España es tierra de campechanos conscientes y orgullosos de serlo. Este apelativo, en principio totalmente libre de connotaciones negativas, cobra unos tintes inusitadamente incómodos para quien padece las conductas que van aparejadas a la versión más radical y militante de la campechanidad, cuyo lema preferido es "no comerse la olla", y cuya lucha contra la sofisticación del discurso es acérrima.

Lamentablemente, y como no podía ser de otro modo, existe una cara B de estas conductas contundentes y en pro de lo fácil: si bien los campechanos se suelen deshacer en sonrisas y a nadie le niegan una broma simpática, pueden ser simbólicamente muy agresivos con aquellos que mencionan referentes desconocidos para ellos. Suenan las alarmas antiaereas para el campechano cuando alguien pronuncia un apellido enrevesado extranjero sin hacer mil aspavientos, o cuando solicita algo más de precisión en los datos que se están manejando en la conversación, cansado el interlocutor de oir tautologías conformistas estilo "es que esto es como tó". Ahí emite el campechano su pequeña pulla, camuflada en el interior de un chiste facil y ofensivo cuyo blanco es el sujeto que hace tambalearse el suelo mullido de su doctrina anticomplicaciones.

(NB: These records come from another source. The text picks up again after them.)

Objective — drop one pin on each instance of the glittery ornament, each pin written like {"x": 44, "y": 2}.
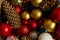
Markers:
{"x": 16, "y": 2}
{"x": 36, "y": 14}
{"x": 25, "y": 38}
{"x": 36, "y": 3}
{"x": 12, "y": 16}
{"x": 5, "y": 29}
{"x": 48, "y": 4}
{"x": 17, "y": 9}
{"x": 55, "y": 16}
{"x": 12, "y": 38}
{"x": 49, "y": 25}
{"x": 45, "y": 36}
{"x": 33, "y": 35}
{"x": 25, "y": 15}
{"x": 1, "y": 38}
{"x": 32, "y": 24}
{"x": 23, "y": 30}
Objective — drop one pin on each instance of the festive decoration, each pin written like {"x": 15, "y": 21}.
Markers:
{"x": 36, "y": 13}
{"x": 13, "y": 17}
{"x": 49, "y": 25}
{"x": 5, "y": 29}
{"x": 16, "y": 2}
{"x": 1, "y": 38}
{"x": 32, "y": 24}
{"x": 45, "y": 36}
{"x": 40, "y": 20}
{"x": 25, "y": 15}
{"x": 57, "y": 34}
{"x": 23, "y": 30}
{"x": 18, "y": 10}
{"x": 55, "y": 16}
{"x": 24, "y": 22}
{"x": 12, "y": 38}
{"x": 36, "y": 2}
{"x": 48, "y": 4}
{"x": 33, "y": 35}
{"x": 25, "y": 38}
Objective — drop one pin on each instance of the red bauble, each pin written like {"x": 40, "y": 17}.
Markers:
{"x": 23, "y": 30}
{"x": 5, "y": 29}
{"x": 55, "y": 15}
{"x": 32, "y": 24}
{"x": 24, "y": 22}
{"x": 17, "y": 9}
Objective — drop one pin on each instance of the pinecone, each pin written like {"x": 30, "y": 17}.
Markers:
{"x": 13, "y": 17}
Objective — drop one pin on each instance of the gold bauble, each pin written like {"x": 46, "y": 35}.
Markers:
{"x": 36, "y": 3}
{"x": 16, "y": 2}
{"x": 49, "y": 25}
{"x": 25, "y": 15}
{"x": 36, "y": 13}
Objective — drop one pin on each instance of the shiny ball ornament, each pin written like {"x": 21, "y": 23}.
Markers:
{"x": 24, "y": 22}
{"x": 5, "y": 29}
{"x": 23, "y": 30}
{"x": 16, "y": 2}
{"x": 45, "y": 36}
{"x": 55, "y": 16}
{"x": 25, "y": 38}
{"x": 12, "y": 38}
{"x": 32, "y": 25}
{"x": 1, "y": 38}
{"x": 17, "y": 9}
{"x": 36, "y": 3}
{"x": 33, "y": 35}
{"x": 25, "y": 15}
{"x": 49, "y": 25}
{"x": 36, "y": 14}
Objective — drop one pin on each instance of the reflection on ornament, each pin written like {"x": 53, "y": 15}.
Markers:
{"x": 12, "y": 38}
{"x": 33, "y": 35}
{"x": 36, "y": 13}
{"x": 45, "y": 36}
{"x": 49, "y": 25}
{"x": 25, "y": 15}
{"x": 36, "y": 3}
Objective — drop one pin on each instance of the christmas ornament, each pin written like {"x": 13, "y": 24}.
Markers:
{"x": 23, "y": 30}
{"x": 3, "y": 17}
{"x": 16, "y": 2}
{"x": 32, "y": 24}
{"x": 57, "y": 34}
{"x": 45, "y": 36}
{"x": 1, "y": 38}
{"x": 12, "y": 16}
{"x": 25, "y": 38}
{"x": 17, "y": 9}
{"x": 49, "y": 25}
{"x": 55, "y": 16}
{"x": 48, "y": 4}
{"x": 24, "y": 22}
{"x": 36, "y": 13}
{"x": 33, "y": 35}
{"x": 25, "y": 15}
{"x": 36, "y": 3}
{"x": 12, "y": 38}
{"x": 5, "y": 29}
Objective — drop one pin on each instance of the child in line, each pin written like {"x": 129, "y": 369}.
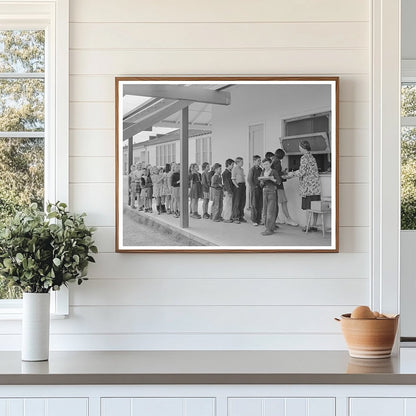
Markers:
{"x": 147, "y": 190}
{"x": 134, "y": 185}
{"x": 281, "y": 194}
{"x": 229, "y": 189}
{"x": 196, "y": 189}
{"x": 217, "y": 194}
{"x": 268, "y": 180}
{"x": 169, "y": 168}
{"x": 205, "y": 189}
{"x": 256, "y": 192}
{"x": 157, "y": 177}
{"x": 176, "y": 190}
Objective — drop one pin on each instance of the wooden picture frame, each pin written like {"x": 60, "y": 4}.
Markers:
{"x": 160, "y": 120}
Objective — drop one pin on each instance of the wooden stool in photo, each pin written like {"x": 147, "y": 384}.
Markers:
{"x": 321, "y": 208}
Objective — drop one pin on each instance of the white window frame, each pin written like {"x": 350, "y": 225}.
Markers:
{"x": 385, "y": 163}
{"x": 53, "y": 17}
{"x": 408, "y": 75}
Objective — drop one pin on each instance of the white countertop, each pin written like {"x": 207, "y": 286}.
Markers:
{"x": 208, "y": 367}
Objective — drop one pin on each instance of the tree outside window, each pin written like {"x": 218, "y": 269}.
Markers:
{"x": 408, "y": 157}
{"x": 22, "y": 124}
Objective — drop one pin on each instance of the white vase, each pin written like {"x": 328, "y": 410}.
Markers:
{"x": 35, "y": 326}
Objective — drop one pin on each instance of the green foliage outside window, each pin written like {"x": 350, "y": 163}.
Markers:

Si la campechanidad ibérica solo fuese sinónimo de trato fraternal sin estiramiento, me sacaría ya mismo el carnet de socia, pero juraría que su ejercicio está a menudo endémicamente aquejado de una gran pereza mental que, en defensa propia, suprime la curiosidad y, quizá sin pretenderlo, trata de acallar la voz del otro. Líbreme Dios de esos campechanos, que de los snobs ya me libro yo.